Hi Naomi,
Yes, you are right, my question was not formulated accurately enough. Of course, if you add information you would expect better estimates for the model. I just want (i) to find out how it works within LIMMA and also (ii) to understand what information, i.e. which treatments, one can add to increase rather than decrease the accuracy of the inferences. For example, if we had an untreated cell line and the same cells under some shock treatment, should we or could we mix them together?
I would really appreciate your comments on both questions above.
Thank you for help!
With kind regards,
Lev.
Naomi Altman wrote:
"The latter seems a bit strange to me, because the number of genes
classified as differentially expressed in one comparison (contrast)
should not depend on the genes differentially expressed in some other
comparison (contrast)."
Welcome to statistics! This is a feature of all statistical
analyses. e.g.

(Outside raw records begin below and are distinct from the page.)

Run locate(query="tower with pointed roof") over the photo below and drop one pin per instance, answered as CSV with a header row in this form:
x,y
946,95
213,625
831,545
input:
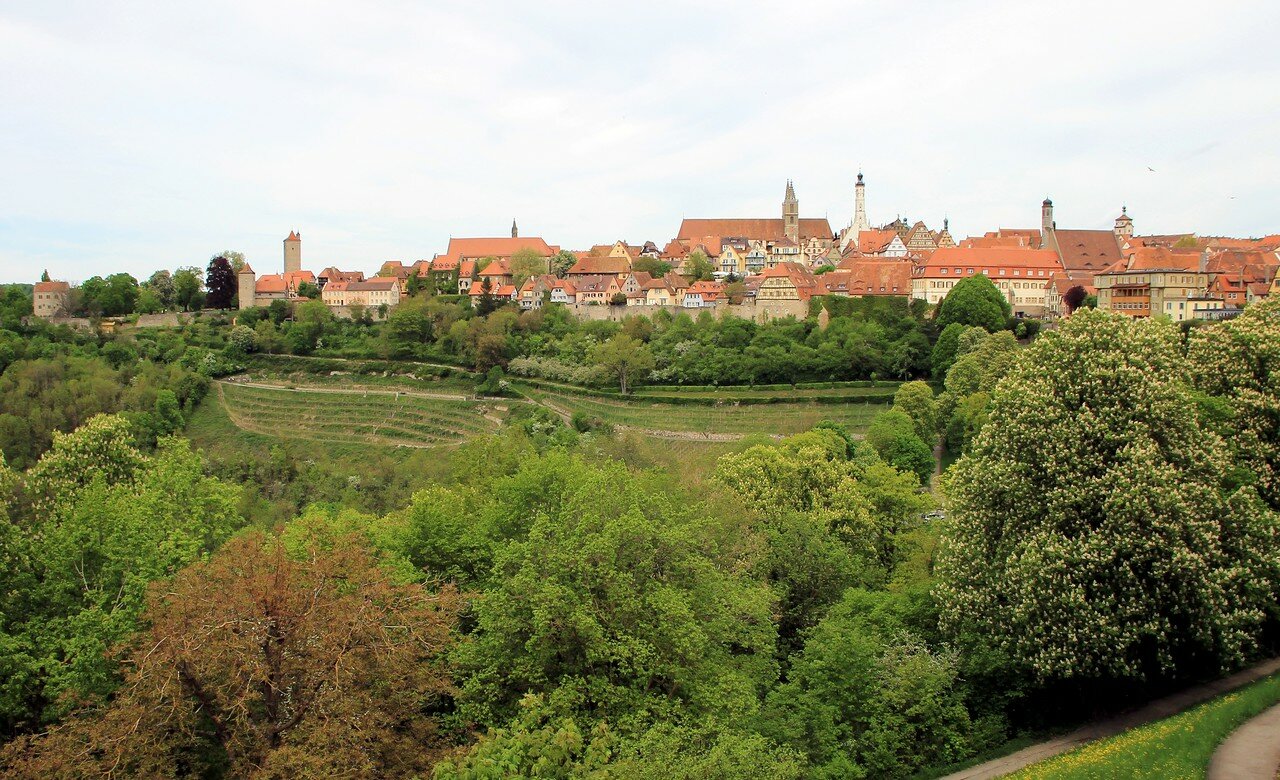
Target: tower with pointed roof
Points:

You do one test only and use alpha=0.05 to test,
rejecting with p=0.049. But if you do 10,000 tests you will use a
multiple comparisons procedure, and your original test will no longer
be rejecting. Bayesian analysis also depends on the entire set of
tests, because the posterior depends on all the data.
--Naomi
At 04:48 AM 6/18/2007, Lev Soinov wrote:
> Dear Gordon and List,
>
> I would very much appreciate your comment on the experiment
> design in LIMMA. It is about processing of experiments with
> multiple treatments.
>
> Let's say we have a simple Affy experiment with 16 samples
> collected from a cell line (treated/untreated) in two time points:
> - 4 treated, 4 untreated - time point 1
> - 4 treated, 4 untreated - time point 2
> We are interested in differential expression between treated and
> untreated cells, in point1 and point2 separately.
> When we process all samples together (normalise them together and
> fit linear fit models using the whole dataset) in LIMMA we will get
> results different from when we process data for points 1 and 2
> separately (normalise them together but fit liner models separately).
>
> I do understand that it should be like this (more information for
> priors), but I do not know whether there is some kind of a
> criterion helping decide whether to process them separately or in
> one go. It seems that adding more treatments into the mix increases
> statistical power and thus, increases the number of genes
> classified as differentially expressed.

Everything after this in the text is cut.